Ginny recognised the words--she had said them one night in The Three Broomsticks after a bit to much firewhiskey to Seamus Finnigan's question about why she was friends with Luna. She closed her eyes in shame and pain. "I never meant to hurt you, Luna."
"You never meant a lot of things, Ginny, and now it's too late." Luna replied, calm again and her voice as dreamy as always.
He turned his face unto the wall,
And death was with him dealing:
"Adieu, adieu, my dear friends all,
And be kind to Barbara Allan."
Ginny closed her eyes again, and when she spoke again it sounded tired. "I'm sorry Luna." She tried to laugh, but she couldn't choke the noise from her throat. "They'd best treat you well or I'll come back and haunt them."
"No you won't." Luna replied, placing a chaste kiss on Ginny's forehead and holding holding her hand.
And slowly, slowly raise she up,
And slowly, slowly left him,
And sighing said, she coud not stay,
Since death of life had reft him.
Luna was still holding her hand when she died, and because of that more than anything else, Ginny's corpse had a small smile on it's face.
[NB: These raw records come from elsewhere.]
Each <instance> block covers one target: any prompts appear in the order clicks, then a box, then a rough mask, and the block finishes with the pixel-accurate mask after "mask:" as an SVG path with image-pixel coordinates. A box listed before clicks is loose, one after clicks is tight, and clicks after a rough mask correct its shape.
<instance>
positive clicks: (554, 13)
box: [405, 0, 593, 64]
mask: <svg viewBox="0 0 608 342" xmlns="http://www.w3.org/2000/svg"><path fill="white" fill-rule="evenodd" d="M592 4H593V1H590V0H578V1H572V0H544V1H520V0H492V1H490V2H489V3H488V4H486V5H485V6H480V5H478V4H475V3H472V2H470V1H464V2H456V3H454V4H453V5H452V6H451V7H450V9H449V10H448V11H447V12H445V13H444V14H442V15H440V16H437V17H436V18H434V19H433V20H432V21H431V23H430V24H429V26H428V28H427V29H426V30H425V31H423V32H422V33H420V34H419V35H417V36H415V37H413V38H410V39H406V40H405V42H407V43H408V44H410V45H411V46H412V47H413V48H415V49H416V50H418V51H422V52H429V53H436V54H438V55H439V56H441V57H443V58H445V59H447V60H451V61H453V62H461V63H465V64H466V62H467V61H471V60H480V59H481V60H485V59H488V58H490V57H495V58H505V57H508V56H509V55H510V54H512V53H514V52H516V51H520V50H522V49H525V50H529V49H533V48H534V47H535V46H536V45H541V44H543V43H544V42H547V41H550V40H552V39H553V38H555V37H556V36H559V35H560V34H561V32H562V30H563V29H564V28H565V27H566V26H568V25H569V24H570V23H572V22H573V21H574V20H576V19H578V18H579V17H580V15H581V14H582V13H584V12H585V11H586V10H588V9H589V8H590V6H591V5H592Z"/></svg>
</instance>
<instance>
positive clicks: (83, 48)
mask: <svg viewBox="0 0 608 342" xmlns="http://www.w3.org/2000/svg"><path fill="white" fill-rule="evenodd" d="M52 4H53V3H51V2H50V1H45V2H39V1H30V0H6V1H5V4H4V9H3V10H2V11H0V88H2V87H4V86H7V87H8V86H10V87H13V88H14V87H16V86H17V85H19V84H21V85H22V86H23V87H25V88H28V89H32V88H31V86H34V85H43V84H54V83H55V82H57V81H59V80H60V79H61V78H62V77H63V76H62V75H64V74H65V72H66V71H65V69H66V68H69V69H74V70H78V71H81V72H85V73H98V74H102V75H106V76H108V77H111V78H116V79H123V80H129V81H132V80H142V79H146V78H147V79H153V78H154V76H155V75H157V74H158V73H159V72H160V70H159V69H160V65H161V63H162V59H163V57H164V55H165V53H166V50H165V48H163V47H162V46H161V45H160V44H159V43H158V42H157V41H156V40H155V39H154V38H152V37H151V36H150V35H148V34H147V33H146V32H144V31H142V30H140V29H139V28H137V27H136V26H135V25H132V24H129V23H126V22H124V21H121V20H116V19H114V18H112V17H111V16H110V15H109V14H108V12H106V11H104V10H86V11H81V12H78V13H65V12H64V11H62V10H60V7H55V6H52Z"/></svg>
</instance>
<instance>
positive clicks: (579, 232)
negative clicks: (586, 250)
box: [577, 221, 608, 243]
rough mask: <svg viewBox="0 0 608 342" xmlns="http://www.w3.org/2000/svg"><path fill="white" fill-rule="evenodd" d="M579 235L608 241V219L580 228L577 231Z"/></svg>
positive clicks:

Luna sttod, rescued her hand, and left the room. "She's gone." Luna said, managing to still her face even as her neart was breaking all over again. "I can't stay now that she's gone." She left the hospital, unable to be surrounded by the crying, the tears, and the stench of death and cleaning products that hung around the hospital.
She had not gane a mile but twa,
When she heard the dead-bell ringing,
And every jow that the dead-bell gied,
It cry'd, Woe to Barbara Allan!
Luna needed to think, so she began walking away from the hospital, and every step seemed to bring new memories of her relationship with Ginny. The images wouldn't leave her mind, like small pinpricks in her mind. She walked blindly, not knowing or caring where she went. Therefore, she was surprised when she found herself outside her father's house and childhood home. She knocked softly on the door. It took a few moments but her father opened the door.
"O mother, mother, make my bed!
O make it saft and narrow!
Since my love died for me to-day,
I'll die for him to-morrow."
"Hi Daddy." She said, trying to smile. "Can I stay the night?" She needed to be here now.
"Of course, my little moon." Mr. Lovegood replied. "Just let me get some fresh sheets and blankets on your bed."
Later that night, Luna lie awake in her narrow childhood bed, crying silently and humming an old ballad her mother used to use to sing her to sleep, knowing that when she fell asleep she wouldn't wake again.
They buried him in the old churchyard;
Barbara Allen was buried beside him
A red rose at Sir John's grave,
And a green briar at Barbara Allen's.
The two girls were buried the same day, side by side, in the same old wizarding cemetary where so many they were close to had been borne to the grave. In the spring, old Mr. Lovegood came by and planted a flower for both of them, a red rose for Ginny, and a briar, her favourite, for his daughter.
They grew and grew in the old churchyard,
'Til they could grow no higher.
They locked and they tied in a true love's knot,
The red rose 'round the briar.
Many years later the people would come by and stare at the two plants, and some would suggest removing the pesky briar as it tangled around the rosebush, but no one ever would, because there are some peopple who always remember, and those people always see, and Mr. Ollivander would come by and chatter to the headstones, smiling as the plants slowly began to knot, and every time he left the grave, he would leave, whistling an old tune that he knew better than almost anyone, because he saw and understood.